Non : modifiez simplement le montant de la charge récurrente existante. Vous conservez ainsi l'historique des échéances passées avec leurs montants réels, et les échéances à venir reprennent le nouveau montant. C'est le bon réflexe après une assemblée générale qui vote un budget révisé, ou à la réception d'un avis de taxe foncière en hausse.
Quelle part de mon appel de fonds est réellement récupérable ?
Elle se lit dans le décompte annuel que le syndic vous adresse après l'arrêté des comptes, qui ventile les charges par catégorie. En début d'année, faute de décompte définitif, utilisez la proportion constatée l'année précédente comme estimation, puis ajustez. Sont récupérables l'eau, l'entretien courant de l'ascenseur, l'électricité des parties communes, les produits d'entretien et une fraction du salaire du gardien ; ne le sont pas les honoraires de syndic et les travaux relevant de l'article 606 du code civil.
Puis-je récupérer la totalité de la taxe foncière auprès de mon locataire ?
Non, en location nue soumise à la loi du 6 juillet 1989. Seule la taxe d'enlèvement des ordures ménagères est récupérable ; la taxe foncière elle-même et les taxes annexes restent à votre charge. Le montant de la TEOM figure sur l'avis d'imposition, et vous devez le proratiser sur la durée d'occupation effective du locataire dans l'année.
Que faire si le locataire quitte le logement en cours d'année ?

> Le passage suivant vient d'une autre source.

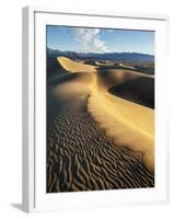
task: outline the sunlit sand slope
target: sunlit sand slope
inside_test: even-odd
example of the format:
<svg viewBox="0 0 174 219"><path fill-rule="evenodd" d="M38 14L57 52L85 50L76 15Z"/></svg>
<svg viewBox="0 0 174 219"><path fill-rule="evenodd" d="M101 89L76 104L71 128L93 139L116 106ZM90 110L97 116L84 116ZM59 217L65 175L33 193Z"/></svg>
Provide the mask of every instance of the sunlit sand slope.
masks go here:
<svg viewBox="0 0 174 219"><path fill-rule="evenodd" d="M72 61L72 60L70 60L69 58L66 58L66 57L58 57L57 60L58 60L58 62L61 64L61 66L66 70L71 71L71 72L95 71L95 68L96 68L92 65L85 65L85 64Z"/></svg>
<svg viewBox="0 0 174 219"><path fill-rule="evenodd" d="M84 85L90 89L88 111L91 116L105 130L105 135L116 147L126 147L140 152L143 164L150 172L153 172L154 111L108 92L108 89L118 82L147 76L135 71L124 73L125 70L114 70L113 80L105 81L102 72L96 72L92 66L74 62L63 57L58 58L58 61L68 71L89 72L91 82ZM126 78L125 74L127 74Z"/></svg>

La charge récurrente continue de courir puisque vous continuez à la payer, mais la part refacturable se calcule au prorata de la période d'occupation de chaque locataire. Procédez à une régularisation à la sortie plutôt que d'attendre la fin de l'année : cela évite d'avoir à réclamer un solde à un locataire parti depuis plusieurs mois.
Comment gérer une charge qui commence en cours d'année ?
Utilisez la période de validité : renseignez la date de début réelle, par exemple la date d'acquisition du bien ou de souscription du contrat. Les échéances antérieures ne seront pas générées. Pensez également à la date de fin lorsque vous résiliez un contrat ou vendez un lot, faute de quoi la charge continuera d'apparaître dans votre prévisionnel.
Les charges récurrentes créent-elles automatiquement une dépense payée ?
Elles décrivent une échéance attendue. Le passage au statut Payé se fait lorsque le décaissement est constaté, en attribuant la transaction bancaire correspondante. Cette séparation est volontaire : elle vous permet de distinguer une charge prévue d'une charge réellement réglée, ce qui est indispensable en revenus fonciers, où la déduction suit la date de paiement effectif.
Puis-je programmer des charges pour plusieurs structures ?
Oui, mais elles restent propres à chaque structure : une charge de votre SCI ne se mélange jamais avec celles de votre patrimoine en nom propre. Le menu Pré-comptabilité liste toutes vos structures, et l'export se fait structure par structure. Voir tenir la pré-comptabilité de plusieurs structures.
Faut-il joindre un justificatif à chaque échéance ?
Oui, comme pour n'importe quelle dépense : appel de fonds pour le syndic, avis d'échéance pour l'assurance, avis d'imposition pour la taxe foncière, facture et attestation pour l'entretien de la chaudière. Ces pièces vous seront demandées en cas de contrôle fiscal, et votre locataire est en droit de consulter les justificatifs des charges qui lui sont refacturées pendant six mois après l'envoi du décompte.